Illustration of our wearable camera system: consisting of three wide-angle cameras, two mounted on the left and right wrists to capture hands (referred to as HandCam) and one mounted on the head (referred to as HeadCam). We use our HandCam system to robustly recognize object categories (e.g., kettle) and hand gestures (see red arrows for illustration). (Color figure online)

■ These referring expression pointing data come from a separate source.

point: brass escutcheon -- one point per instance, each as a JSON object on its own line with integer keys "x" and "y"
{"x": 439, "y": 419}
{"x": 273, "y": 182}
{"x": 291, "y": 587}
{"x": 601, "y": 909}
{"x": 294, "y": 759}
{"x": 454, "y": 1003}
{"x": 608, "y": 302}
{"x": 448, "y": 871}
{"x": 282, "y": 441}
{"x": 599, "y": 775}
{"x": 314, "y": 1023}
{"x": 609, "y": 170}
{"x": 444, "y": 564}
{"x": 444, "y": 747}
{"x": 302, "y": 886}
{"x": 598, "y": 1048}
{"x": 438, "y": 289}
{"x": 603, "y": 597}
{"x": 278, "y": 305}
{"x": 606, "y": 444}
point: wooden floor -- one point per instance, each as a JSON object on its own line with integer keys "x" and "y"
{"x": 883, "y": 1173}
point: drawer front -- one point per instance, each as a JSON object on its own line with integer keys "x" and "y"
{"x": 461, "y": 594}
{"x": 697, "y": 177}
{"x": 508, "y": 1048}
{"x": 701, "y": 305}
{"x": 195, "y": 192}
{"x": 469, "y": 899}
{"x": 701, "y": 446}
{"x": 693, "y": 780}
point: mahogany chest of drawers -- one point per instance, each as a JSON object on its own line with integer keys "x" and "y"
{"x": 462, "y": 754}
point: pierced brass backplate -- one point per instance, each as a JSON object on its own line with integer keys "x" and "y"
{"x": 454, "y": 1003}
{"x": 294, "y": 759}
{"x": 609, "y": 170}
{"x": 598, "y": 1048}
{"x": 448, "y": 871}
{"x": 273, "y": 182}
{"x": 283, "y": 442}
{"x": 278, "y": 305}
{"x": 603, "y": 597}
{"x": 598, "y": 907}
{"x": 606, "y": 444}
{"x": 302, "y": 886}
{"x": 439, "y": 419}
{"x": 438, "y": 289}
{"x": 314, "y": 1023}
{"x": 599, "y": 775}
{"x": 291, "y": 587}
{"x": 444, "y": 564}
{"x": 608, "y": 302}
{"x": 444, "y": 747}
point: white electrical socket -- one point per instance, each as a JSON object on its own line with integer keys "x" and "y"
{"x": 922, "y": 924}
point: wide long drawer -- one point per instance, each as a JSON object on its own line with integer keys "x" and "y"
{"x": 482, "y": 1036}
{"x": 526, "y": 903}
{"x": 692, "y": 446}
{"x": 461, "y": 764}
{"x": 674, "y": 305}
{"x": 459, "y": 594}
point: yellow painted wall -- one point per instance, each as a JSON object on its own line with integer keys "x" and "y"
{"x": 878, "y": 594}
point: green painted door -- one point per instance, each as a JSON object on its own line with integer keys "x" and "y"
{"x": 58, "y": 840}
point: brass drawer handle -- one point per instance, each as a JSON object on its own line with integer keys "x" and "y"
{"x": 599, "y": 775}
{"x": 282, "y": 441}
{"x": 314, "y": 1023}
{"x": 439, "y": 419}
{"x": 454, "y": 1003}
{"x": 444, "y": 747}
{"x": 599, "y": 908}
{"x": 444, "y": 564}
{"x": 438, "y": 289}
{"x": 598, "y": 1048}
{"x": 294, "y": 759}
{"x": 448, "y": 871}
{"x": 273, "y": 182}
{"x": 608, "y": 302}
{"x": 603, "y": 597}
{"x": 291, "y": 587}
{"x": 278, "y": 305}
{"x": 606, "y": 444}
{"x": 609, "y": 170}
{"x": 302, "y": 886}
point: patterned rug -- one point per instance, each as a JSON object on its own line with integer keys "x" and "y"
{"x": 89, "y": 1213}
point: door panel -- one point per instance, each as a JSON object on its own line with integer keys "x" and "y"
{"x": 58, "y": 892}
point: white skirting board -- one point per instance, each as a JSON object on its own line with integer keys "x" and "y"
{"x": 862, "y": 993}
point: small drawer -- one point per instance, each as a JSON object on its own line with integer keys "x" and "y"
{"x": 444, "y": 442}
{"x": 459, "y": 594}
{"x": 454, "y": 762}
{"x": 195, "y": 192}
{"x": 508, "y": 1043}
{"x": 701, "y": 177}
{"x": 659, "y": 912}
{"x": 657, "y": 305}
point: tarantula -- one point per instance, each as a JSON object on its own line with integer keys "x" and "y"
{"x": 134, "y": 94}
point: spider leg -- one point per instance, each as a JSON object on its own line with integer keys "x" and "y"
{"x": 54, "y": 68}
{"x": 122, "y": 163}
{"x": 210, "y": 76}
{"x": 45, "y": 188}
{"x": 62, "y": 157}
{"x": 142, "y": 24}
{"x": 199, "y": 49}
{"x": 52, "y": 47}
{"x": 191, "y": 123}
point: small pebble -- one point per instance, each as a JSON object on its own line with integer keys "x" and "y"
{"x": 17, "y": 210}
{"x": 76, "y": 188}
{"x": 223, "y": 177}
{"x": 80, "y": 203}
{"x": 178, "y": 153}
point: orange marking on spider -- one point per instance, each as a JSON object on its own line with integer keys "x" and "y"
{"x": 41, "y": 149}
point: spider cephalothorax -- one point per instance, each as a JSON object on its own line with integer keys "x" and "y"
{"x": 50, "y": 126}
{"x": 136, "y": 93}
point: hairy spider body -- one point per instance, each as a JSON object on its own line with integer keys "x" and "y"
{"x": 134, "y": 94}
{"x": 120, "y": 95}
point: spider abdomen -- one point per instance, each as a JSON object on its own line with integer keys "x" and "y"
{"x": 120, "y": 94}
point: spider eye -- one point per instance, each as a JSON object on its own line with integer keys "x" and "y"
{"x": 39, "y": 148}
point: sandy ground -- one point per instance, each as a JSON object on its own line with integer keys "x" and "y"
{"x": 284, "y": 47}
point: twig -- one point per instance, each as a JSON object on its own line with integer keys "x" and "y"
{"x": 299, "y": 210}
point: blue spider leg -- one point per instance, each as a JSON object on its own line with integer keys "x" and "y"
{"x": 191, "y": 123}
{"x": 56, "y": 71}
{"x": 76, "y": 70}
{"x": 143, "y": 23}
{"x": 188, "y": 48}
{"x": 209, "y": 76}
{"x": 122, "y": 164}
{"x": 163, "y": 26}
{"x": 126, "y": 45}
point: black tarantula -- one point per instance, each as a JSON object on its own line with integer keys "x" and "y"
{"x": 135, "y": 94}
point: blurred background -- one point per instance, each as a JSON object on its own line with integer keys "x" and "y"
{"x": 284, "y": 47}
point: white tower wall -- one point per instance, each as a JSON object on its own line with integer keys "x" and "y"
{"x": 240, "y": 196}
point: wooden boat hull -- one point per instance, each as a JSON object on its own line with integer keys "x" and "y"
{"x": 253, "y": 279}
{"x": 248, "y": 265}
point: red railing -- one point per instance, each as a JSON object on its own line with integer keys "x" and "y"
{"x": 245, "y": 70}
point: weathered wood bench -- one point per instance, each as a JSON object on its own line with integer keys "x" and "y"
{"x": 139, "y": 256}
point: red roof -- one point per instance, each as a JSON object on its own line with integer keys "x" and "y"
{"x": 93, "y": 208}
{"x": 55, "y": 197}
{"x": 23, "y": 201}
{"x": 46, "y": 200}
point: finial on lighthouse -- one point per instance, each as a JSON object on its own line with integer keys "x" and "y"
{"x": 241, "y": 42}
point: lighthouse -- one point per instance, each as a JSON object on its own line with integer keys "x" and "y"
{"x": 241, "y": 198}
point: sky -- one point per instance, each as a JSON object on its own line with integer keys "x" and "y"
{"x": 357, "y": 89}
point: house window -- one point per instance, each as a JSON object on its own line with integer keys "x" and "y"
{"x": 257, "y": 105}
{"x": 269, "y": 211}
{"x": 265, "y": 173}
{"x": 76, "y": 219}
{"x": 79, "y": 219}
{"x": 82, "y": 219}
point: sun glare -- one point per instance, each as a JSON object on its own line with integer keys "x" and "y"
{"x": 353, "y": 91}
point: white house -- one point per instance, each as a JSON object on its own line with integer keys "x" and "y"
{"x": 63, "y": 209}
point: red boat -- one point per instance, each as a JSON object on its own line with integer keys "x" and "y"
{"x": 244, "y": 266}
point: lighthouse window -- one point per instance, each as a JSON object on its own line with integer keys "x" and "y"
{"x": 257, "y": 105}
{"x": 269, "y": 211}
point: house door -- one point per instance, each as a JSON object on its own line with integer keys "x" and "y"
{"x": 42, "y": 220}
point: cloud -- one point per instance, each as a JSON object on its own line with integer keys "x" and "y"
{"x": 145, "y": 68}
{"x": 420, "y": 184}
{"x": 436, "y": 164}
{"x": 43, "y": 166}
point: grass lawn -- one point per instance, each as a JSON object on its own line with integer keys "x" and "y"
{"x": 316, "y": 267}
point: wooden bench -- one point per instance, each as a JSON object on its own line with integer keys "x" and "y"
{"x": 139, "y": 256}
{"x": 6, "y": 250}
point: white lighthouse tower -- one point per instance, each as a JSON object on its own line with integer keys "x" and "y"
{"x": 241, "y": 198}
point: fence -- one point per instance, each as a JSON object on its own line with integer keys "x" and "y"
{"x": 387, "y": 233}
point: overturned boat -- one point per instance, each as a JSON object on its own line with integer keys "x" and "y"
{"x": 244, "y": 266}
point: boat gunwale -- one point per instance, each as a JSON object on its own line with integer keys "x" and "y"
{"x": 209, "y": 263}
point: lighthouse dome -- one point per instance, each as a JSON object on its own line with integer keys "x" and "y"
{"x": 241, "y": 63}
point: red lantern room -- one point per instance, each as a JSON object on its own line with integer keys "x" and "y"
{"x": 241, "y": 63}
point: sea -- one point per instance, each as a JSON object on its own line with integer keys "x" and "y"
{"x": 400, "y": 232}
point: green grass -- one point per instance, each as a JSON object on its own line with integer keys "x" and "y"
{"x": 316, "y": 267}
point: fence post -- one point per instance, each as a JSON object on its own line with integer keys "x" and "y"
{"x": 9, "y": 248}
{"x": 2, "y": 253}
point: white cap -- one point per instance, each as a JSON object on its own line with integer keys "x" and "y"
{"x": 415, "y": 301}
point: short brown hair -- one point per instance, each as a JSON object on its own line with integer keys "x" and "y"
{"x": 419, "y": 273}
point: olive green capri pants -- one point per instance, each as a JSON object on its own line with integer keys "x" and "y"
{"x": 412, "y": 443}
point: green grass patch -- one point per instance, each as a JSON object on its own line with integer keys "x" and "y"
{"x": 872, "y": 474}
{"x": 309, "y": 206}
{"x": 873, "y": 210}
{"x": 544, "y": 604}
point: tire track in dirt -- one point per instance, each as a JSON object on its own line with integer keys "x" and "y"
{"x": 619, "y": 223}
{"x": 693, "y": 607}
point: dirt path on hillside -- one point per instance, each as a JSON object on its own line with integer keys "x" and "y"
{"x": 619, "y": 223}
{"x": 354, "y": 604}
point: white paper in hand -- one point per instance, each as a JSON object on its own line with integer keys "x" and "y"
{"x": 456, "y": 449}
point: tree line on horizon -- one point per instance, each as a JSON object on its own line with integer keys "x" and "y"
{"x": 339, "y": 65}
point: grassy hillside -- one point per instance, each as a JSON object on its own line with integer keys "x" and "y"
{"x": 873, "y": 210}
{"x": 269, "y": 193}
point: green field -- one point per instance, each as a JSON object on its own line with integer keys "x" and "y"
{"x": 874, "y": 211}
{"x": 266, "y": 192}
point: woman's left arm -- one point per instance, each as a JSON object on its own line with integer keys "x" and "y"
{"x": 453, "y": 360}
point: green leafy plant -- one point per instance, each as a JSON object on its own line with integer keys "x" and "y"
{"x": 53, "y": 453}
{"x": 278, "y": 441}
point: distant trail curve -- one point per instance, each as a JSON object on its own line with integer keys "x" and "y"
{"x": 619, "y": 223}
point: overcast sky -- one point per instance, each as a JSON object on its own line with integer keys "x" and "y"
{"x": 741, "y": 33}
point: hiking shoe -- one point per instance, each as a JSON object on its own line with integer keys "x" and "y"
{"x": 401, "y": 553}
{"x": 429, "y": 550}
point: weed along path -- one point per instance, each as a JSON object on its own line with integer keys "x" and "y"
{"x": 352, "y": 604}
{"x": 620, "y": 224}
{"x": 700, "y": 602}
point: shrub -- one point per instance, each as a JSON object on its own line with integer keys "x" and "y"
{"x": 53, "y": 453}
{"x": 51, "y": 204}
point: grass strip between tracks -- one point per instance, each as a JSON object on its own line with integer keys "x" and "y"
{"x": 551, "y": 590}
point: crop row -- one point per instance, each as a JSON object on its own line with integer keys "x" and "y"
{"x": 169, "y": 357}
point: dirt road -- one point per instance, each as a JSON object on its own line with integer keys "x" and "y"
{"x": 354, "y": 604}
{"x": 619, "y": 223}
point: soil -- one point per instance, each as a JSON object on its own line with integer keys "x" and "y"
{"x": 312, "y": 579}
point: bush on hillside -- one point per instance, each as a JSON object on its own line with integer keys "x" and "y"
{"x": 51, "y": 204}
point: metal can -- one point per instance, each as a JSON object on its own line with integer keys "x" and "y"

Despite many advantages of egocentric camera systems, there exists two main issues which are much less discussed [2]. Firstly, hand localization is not solved especially for passive camera systems. Even for active camera systems like Kinect, hand localization is challenging when two hands are interacting or a hand is interacting with an object. Secondly, the limited field-of-view of an egocentric camera implies that hands will inevitably move outside the images sometimes. On the other hand, cameras have been mounted on other locations to avoid similar issues. In project Digit [5], a camera is mounted on a user’s wrist to always observe the user’s hand pose. This allows a user to issue gesture commands at any time. Similarly, a camera has been mounted on a robot arm for accurately picking up an object [6]. In fact, the seminal work [7] has conducted simulation on 3D model of the human body to analyze the effects of field of view and body motion, when cameras are mounted at different locations. Hence, we argue that egocentric camera system might not be the best wearable system for recognizing human behaviors.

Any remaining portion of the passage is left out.